Template Version: @(#)sac_nextcase %I% %G% SMI
This information is Copyright 2009 Sun Microsystems
1. Introduction
    1.1. Project/Component Working Name:
         More HCA Capabilities
    1.2. Name of Document Author/Supplier:
         Author:  Bill Taylor
    1.3  Date of This Document:
        29 January, 2009
4. Technical Description

More HCA Capabilities
---------------------

4.1 Background

This case introduces more InfiniBand (IB) Host Channel Adapter (HCA)
options for new features to the interfaces for the InfiniBand
Transport Framework (IBTF, PSARC/2002/132 and follow-on cases). The
items in this proposal are: Work Request Registration, Receive Side
Scaling, Multiple Completion Handlers and SRQ with UD flag. 

It is expected that all ULPs doing memory registration for the purpose
of RDMA, e.g. NFS-RDMA (PSARC/2007/347), SRP (SHARC/2002/458) and iSER
(PSARC/2008/395), will eventually switch to using Work Request
Registration. Receive Side Scaling together with Multiple Completion
Handlers is intended to boost IPonIB performance. SRQ with UD flag
would be used by IPonIB and possibly other UD OS bypass or management
clients.


4.2 Proposal

The proposal is to make additions to the IBTF Channel Interface (CI)
for HCA drivers and the Transport Interface (TI) for IB ULPs.

All interface additions and changes in this proposal have a
micro/patch binding.

Transport Interface (ON Consolidation Private)

    ibt_alloc_lkey(): new Allocate L_Key operation
    ibt_alloc_qp_range(): new Allocate range of QPs operation
    ibt_map_mem_area(): revised to support Registration WR
    ibt_modify_cq(): revise for multiple completion handlers
    ibt_query_cq(): revise for multiple completion handlers
    ibt_attr_flags_t: WR Registration flag, RSS flags
    ibt_cep_modify_flags_t: RSS flag
    ibt_chan_alloc_flags_t: RSS flag
    ibt_hca_attr_t: max PBL length, max RSS QP set size, max CQ handlers
    ibt_hca_flags(2)_t: WR Registration, RSS Algorithms, UD with SRQ flags
    ibt_rss_attr_t: RSS context state
    ibt_wc_t: new R_Key field, new RSS fields & flags
    ibt_wr_flags_t: remote R_Key invalidation flag
    ibt_wr_li_t: Local Invalidation WR
    ibt_wr_rc_t: new WR choices for RC
    ibt_wr_reg_pmr_t: Registration WR
    ibt_wrc_opcode_t: Registration, Local Invalidate opcodes

Channel Interface (ON Consolidation Private)
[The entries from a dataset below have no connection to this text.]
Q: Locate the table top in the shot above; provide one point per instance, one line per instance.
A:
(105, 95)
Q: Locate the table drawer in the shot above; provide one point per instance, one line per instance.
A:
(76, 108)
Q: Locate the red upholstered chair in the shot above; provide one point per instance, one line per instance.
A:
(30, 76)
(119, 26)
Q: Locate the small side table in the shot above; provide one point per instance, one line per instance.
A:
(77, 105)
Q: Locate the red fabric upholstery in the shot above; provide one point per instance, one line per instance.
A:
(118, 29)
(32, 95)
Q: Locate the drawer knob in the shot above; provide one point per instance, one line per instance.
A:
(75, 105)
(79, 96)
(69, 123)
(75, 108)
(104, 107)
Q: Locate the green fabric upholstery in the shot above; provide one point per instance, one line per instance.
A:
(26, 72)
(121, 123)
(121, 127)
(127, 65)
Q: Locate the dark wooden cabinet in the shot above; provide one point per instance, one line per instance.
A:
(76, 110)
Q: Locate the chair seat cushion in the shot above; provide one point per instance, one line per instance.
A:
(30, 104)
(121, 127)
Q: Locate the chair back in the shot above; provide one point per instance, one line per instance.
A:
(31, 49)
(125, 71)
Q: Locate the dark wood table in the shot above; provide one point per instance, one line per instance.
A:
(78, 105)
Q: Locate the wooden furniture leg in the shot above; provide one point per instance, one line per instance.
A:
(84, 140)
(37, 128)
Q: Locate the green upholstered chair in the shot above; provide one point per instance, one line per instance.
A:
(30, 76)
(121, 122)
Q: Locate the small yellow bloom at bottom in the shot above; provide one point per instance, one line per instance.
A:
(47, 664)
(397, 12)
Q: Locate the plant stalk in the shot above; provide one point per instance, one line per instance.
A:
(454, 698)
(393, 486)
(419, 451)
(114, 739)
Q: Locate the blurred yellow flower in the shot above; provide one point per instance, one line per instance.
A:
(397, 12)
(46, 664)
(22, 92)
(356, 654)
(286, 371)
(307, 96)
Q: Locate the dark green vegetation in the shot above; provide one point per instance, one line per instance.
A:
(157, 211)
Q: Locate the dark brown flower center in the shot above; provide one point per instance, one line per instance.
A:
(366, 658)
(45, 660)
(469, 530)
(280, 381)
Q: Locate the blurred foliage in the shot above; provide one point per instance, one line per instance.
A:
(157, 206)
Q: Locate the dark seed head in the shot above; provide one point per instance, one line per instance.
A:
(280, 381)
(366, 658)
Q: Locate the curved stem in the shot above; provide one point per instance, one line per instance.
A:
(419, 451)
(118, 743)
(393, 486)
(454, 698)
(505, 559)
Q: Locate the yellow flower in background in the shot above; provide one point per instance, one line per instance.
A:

    ibc_operations_t: ibc_alloc_lkey, ibc_alloc_qp_range,
        ibc_map_mem_area (revised) entry points 
    ibt_attr_flags_t: WR Registration flag, RSS flags
    ibt_cep_modify_flags_t: RSS flag
    ibt_hca_attr_t: max PBL length, max RSS QP set size, max CQ handlers
    ibt_hca_flags(2)_t: WR Registration, RSS Algorithms, UD with SRQ flags
    ibt_qp_alloc_flags_t: RSS flag
    ibt_rss_attr_t: RSS context state
    ibt_wc_t: new R_Key field, new RSS fields & flags
    ibt_wr_flags_t: remote R_Key invalidation flag
    ibt_wr_li_t: Local Invalidation WR
    ibt_wr_rc_t: new WR choices for RC
    ibt_wr_reg_pmr_t: Registration WR
    ibt_wrc_opcode_t: Registration, Local Invalidate opcodes

All these changes are part of the v3 IBTF ABI first introduced in
PSARC/2008/630.

Copies of all modified/added man pages are in the materials directory
(see section 4.3 below)


A. Work Request Registration

In IB, "memory registration" adds information about memory buffers to
the HCA state. In the 1.2 IB spec, a new form of registration was
added, where the operation could be carried out through work requests
(WRs) on Queue Pairs (QPs), instead of using synchronous function
calls. The main idea is that performance of registration could be
improved by changing it into a WR, allowing asynchronous pipelined
processing through the QP.

In this style of memory registration, the process is effectively (a)
reserve space in the HCA memory tables, (b) map memory and put the
mapping information into WRs and (c) post the WRs on the
QP. Subsequent WRs can safely refer to the registered memory because
of IB rules on QP processing order.

Further, the 1.2 spec adds WRs to "invalidate" memory regions, which
effectively disables access to those memory regions; so now there is
also a way to locally shutoff access through QP operations too. This
operation can also be done from the remote side through a new option
to the existing "Send" operation (if permission checks are passed).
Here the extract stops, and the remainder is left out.